On June 25, 2010, members of the U.S. congressional conference committee reached agreement to reconcile the competing House and Senate versions of proposed legislation overhauling the nation's financial regulatory system. The agreement follows passage by the Senate on May 20, 2010 of its version of the reform legislation and paves the way for Congress to vote on the final legislation next week so that the new law may be signed by the president prior to the Fourth of July holiday.

In addition to financial regulatory reform, the legislation also contains corporate governance provisions that apply to all public companies (please see our May 26, 2010 Legal News Alert: http://www.foley.com/publications/pub_detail.aspx?pubid=7153). The text of the final bill, now renamed the Dodd-Frank bill, is not yet available.

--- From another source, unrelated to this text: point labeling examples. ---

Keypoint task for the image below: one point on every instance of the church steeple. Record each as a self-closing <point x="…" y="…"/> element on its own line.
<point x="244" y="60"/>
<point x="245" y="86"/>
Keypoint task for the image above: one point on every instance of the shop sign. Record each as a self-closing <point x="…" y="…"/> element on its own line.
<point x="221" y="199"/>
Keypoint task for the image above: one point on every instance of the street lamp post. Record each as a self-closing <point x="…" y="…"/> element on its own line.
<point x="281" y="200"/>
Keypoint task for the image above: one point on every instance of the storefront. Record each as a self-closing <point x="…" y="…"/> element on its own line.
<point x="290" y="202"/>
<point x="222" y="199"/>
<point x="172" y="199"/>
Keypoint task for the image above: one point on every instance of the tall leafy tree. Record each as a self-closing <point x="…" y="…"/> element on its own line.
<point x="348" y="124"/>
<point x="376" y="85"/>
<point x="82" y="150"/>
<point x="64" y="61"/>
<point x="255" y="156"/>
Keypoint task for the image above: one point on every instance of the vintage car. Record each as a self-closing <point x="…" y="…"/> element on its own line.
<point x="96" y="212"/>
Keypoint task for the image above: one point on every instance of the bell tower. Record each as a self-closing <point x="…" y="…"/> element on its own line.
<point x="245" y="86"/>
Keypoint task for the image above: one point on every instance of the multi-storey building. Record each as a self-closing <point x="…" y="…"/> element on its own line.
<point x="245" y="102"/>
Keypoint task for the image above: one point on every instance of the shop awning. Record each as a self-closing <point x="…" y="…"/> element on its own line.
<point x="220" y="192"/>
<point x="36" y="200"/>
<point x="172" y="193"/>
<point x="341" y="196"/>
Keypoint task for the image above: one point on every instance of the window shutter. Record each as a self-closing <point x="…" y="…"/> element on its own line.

However, based on news reports and other publicly available information, it appears that:

  • There will not be a requirement in the legislation for companies to adopt majority voting for directors
  • The proxy access provisions of the legislation will not set any specific percentage ownership or holding period requirements as conditions for shareholders to submit nominees for directors and will authorize the SEC to exempt certain small issuers
  • "Say on pay" provisions of the legislation will allow companies to hold advisory votes on executive compensation every other or every third year, instead of annually
  • The legislation will require an advisory vote by shareholders on "golden parachute" arrangements

A comprehensive update on the final corporate governance provisions of the legislation will be provided once the final bill becomes available.